GERECHTSHOF AMSTERDAM
MEERVOUDIGE FAMILIEKAMER
BESCHIKKING van 1 maart 2011 in de zaak met zaaknummer 200.028.042/01 van:
[…],
wonende te […],
APPELLANT,
advocaat: mr. H. Vosmeijer te Amstelveen,
tegen
[…],
wonende te […],
GEÏNTIMEERDE,
advocaat: mr. P.M. de Vries te Amsterdam,
en in de zaak met zaaknummer 200.070.928/01 van:
[…],
wonende te […],
APPELLANTE,
advocaat: mr. P.M. de Vries te Amsterdam,
t e g e n
1. mr. A.M. Blom,
in haar hoedanigheid van bijzonder curator over [de minderjarige],
kantoor houdende te Amsterdam,
2 […],
wonende te […],
advocaat: mr. H. Vosmeijer te Amstelveen,
GEÏNTIMEERDEN.
1. Het geding in hoger beroep in beide zaken
1.1. In de zaak met zaaknummer 200.028.042/01 worden appellant en geïntimeerde hierna respectievelijk [X] en de vrouw genoemd. In de zaak met zaaknummer 200.070.928/01 wordt appellante de vrouw genoemd. Geïntimeerden sub 1 en 2 worden hierna respectievelijk de bijzonder curator en [Y] genoemd.
1.2. In de zaak met zaaknummer 200.028.042/01 is [X] op 16 maart 2009 in hoger beroep gekomen van de beschikking van 17 december 2008 van de kinderrechter in de rechtbank te Amsterdam, met kenmerk 391555 / FA RK 08-1328.
1.3. De vrouw heeft op 28 april 2009 een verweerschrift ingediend.
1.4. De zaak is op 22 juli 2009 ter terechtzitting behandeld en aangehouden. Daarvan is proces-verbaal opgemaakt.
1.5. In de zaak met zaaknummer 200.070.928/01 is de vrouw op 27 juli 2010 in hoger beroep gekomen van de beschikking van 28 april 2010 van de kinderrechter in de rechtbank te Alkmaar, met kenmerk 106077 / FA RK 08-982.
1.6. [Y] heeft op 7 september 2010 een verweerschrift ingediend. De bijzonder curator heeft op 8 september 2010 een verweerschrift ingediend.
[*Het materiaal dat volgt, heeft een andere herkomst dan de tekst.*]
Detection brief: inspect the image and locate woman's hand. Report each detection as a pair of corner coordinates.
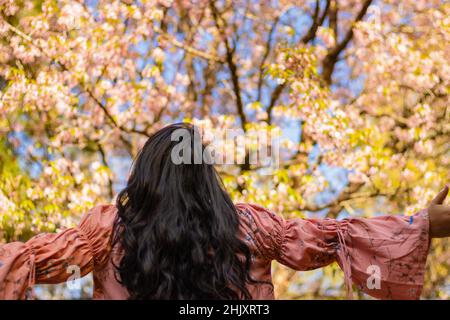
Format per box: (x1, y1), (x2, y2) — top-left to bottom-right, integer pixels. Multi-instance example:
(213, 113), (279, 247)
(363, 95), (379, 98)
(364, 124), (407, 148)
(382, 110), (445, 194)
(428, 185), (450, 238)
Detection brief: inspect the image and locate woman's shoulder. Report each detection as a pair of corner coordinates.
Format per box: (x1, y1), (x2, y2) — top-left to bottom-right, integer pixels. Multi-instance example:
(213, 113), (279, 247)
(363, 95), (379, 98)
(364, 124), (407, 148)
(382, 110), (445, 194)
(79, 204), (118, 234)
(234, 203), (285, 260)
(235, 202), (282, 225)
(76, 204), (119, 266)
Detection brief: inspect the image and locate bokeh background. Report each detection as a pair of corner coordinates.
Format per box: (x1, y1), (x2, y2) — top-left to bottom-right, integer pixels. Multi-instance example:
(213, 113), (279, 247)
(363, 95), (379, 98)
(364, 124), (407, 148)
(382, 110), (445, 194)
(0, 0), (449, 299)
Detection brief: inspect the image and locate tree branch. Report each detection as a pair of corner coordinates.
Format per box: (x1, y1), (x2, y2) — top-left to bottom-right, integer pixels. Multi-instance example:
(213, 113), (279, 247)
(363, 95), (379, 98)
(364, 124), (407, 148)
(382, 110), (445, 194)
(257, 16), (280, 102)
(210, 1), (248, 132)
(96, 142), (114, 199)
(299, 182), (365, 217)
(322, 0), (372, 84)
(300, 0), (330, 44)
(153, 26), (225, 63)
(266, 0), (330, 124)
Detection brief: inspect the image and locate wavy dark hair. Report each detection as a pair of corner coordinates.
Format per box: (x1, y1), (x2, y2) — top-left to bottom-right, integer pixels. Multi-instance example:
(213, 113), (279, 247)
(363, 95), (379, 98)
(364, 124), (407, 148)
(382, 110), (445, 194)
(111, 123), (255, 299)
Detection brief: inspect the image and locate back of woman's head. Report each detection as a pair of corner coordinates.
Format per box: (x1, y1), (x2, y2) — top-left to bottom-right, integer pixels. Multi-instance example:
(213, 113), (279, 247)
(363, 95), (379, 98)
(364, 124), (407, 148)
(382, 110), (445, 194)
(112, 123), (253, 299)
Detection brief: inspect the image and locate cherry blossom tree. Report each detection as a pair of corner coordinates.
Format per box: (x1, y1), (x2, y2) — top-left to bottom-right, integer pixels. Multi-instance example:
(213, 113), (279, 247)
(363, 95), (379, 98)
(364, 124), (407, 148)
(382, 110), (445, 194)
(0, 0), (448, 298)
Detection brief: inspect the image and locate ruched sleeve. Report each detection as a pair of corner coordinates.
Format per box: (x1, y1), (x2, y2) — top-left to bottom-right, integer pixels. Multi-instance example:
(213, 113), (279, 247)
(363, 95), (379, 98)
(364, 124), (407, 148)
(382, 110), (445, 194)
(236, 203), (430, 300)
(0, 204), (116, 299)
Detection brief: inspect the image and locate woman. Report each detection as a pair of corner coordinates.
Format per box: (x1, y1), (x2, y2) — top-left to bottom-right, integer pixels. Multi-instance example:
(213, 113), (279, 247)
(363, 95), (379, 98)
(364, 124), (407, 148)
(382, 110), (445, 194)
(0, 123), (449, 300)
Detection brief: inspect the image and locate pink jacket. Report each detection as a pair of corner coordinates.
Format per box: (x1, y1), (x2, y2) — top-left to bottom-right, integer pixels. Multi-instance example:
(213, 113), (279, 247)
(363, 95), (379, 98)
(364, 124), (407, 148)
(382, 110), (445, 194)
(0, 203), (430, 299)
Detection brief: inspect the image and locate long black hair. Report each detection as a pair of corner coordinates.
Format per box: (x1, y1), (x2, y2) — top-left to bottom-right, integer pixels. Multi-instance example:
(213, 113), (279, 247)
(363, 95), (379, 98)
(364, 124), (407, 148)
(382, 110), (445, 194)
(111, 123), (254, 299)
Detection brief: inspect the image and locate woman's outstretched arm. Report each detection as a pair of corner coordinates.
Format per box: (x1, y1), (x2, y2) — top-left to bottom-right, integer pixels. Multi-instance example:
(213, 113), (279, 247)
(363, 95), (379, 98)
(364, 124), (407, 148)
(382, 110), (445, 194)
(0, 204), (115, 299)
(428, 185), (450, 238)
(238, 185), (450, 300)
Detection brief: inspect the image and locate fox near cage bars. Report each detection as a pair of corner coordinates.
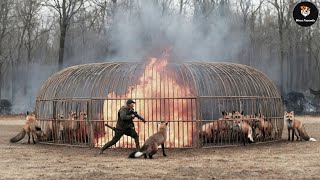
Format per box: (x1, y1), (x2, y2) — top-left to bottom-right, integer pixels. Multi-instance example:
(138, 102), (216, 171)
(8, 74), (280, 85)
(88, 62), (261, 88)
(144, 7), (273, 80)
(35, 59), (284, 148)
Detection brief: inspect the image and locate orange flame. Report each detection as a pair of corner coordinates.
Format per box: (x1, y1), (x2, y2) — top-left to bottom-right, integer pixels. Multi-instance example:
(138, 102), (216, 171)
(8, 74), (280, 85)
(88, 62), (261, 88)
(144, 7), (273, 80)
(99, 55), (196, 148)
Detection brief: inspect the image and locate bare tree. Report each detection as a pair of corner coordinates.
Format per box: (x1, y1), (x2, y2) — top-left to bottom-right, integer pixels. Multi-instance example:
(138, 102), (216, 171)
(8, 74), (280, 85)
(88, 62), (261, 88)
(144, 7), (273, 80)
(239, 0), (250, 31)
(0, 0), (319, 113)
(43, 0), (84, 70)
(0, 0), (14, 99)
(92, 0), (110, 34)
(239, 0), (264, 33)
(268, 0), (286, 93)
(153, 0), (174, 16)
(193, 0), (216, 19)
(238, 0), (264, 65)
(15, 0), (42, 96)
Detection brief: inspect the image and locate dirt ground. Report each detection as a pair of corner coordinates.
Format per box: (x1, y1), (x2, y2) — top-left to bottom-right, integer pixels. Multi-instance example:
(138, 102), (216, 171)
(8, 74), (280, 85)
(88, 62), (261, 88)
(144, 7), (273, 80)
(1, 116), (320, 179)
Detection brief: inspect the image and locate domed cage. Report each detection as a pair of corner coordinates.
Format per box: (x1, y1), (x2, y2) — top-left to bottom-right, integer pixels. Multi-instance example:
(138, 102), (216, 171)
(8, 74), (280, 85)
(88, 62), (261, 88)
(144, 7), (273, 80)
(35, 59), (284, 148)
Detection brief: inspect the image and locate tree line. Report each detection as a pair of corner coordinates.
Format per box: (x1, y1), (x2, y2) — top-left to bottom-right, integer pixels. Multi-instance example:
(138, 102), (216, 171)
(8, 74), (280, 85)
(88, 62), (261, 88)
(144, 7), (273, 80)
(0, 0), (319, 112)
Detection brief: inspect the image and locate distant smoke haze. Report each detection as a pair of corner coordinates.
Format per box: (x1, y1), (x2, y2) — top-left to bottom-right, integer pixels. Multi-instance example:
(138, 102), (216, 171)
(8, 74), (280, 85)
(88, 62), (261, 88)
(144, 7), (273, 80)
(108, 1), (247, 62)
(6, 63), (56, 113)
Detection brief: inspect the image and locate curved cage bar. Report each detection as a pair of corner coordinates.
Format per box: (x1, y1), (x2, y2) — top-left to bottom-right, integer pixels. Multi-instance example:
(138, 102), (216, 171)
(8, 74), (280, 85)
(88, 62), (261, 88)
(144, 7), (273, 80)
(35, 60), (283, 148)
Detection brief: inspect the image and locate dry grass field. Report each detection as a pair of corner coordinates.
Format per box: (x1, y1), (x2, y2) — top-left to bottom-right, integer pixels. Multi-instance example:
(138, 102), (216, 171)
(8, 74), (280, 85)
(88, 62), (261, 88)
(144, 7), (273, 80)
(1, 115), (319, 179)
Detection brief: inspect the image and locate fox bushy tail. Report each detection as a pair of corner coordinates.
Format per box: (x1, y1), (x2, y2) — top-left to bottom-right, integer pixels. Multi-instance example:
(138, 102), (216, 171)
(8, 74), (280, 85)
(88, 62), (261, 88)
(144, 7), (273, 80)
(300, 126), (316, 142)
(128, 145), (147, 158)
(10, 129), (26, 143)
(128, 151), (144, 158)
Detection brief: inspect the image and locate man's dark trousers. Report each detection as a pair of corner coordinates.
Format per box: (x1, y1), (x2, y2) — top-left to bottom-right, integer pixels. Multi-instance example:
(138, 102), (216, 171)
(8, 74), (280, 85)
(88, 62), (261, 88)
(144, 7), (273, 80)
(100, 127), (140, 152)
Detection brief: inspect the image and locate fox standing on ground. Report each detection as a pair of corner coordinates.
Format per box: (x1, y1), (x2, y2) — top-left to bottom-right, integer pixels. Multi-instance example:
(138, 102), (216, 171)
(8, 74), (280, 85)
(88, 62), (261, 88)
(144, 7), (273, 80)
(285, 111), (316, 142)
(255, 112), (273, 140)
(129, 122), (169, 159)
(233, 111), (254, 145)
(10, 112), (46, 144)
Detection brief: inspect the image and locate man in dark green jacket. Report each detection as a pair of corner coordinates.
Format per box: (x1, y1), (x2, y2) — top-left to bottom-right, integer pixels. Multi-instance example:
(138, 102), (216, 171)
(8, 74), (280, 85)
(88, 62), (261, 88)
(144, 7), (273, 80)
(99, 99), (145, 154)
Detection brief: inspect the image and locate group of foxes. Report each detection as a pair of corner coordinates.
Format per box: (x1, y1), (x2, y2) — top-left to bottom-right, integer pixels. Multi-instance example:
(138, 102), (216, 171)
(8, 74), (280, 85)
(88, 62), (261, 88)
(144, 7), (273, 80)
(10, 111), (170, 159)
(10, 111), (91, 144)
(10, 110), (315, 159)
(56, 111), (89, 143)
(200, 111), (276, 145)
(200, 111), (316, 146)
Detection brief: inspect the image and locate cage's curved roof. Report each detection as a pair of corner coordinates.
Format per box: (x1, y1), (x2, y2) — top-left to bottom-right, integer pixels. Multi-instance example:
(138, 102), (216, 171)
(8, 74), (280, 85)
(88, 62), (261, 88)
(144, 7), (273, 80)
(36, 62), (281, 100)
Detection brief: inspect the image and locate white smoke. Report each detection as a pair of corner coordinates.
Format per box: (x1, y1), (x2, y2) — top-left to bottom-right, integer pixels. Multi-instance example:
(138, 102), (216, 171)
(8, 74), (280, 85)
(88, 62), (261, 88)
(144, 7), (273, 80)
(10, 63), (57, 113)
(108, 0), (248, 62)
(4, 0), (252, 114)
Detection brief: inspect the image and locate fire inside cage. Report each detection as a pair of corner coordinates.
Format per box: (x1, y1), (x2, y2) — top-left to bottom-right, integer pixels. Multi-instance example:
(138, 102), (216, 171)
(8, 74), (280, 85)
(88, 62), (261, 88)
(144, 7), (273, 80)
(35, 59), (284, 148)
1.7. De vrouw heeft in de zaak met zaaknummer 200.070.928/01 op 29 oktober 2010 nadere stukken ingediend. [Y] heeft in de zaak met zaaknummer 200.070.928/01 op 10 januari 2011 nadere stukken ingediend.
1.8. Het Omgangshuis heeft twee brieven aan het hof gezonden, ingekomen op respectievelijk 1 december 2010 en 20 januari 2011 .
1.9. De zaken zijn op 17 januari 2011 tegelijkertijd ter terechtzitting (verder) behandeld.
1.10. Ter terechtzitting zijn verschenen:
- de vrouw, bijgestaan door haar advocaat;
- [Y], bijgestaan door zijn advocaat;
- [X], bijgestaan door zijn advocaat;
- de bijzonder curator.
2. De feiten
2.1. Uit de relatie tussen de vrouw en [Y] is geboren […] (hierna: [de minderjarige]) [in] 2005. De relatie is in 2005 beëindigd. De vrouw en [X] hebben vanaf eind 2006 tot eind september 2007 een relatie gehad. [de minderjarige] is op 20 maart 2007 door [X] erkend. De vrouw oefent alleen het ouderlijk gezag uit over [de minderjarige], die bij haar verblijft.
2.2. Bij beschikking van 11 maart 2009 van de rechtbank te Alkmaar is mr. A.M. Blom benoemd tot bijzonder curator over [de minderjarige].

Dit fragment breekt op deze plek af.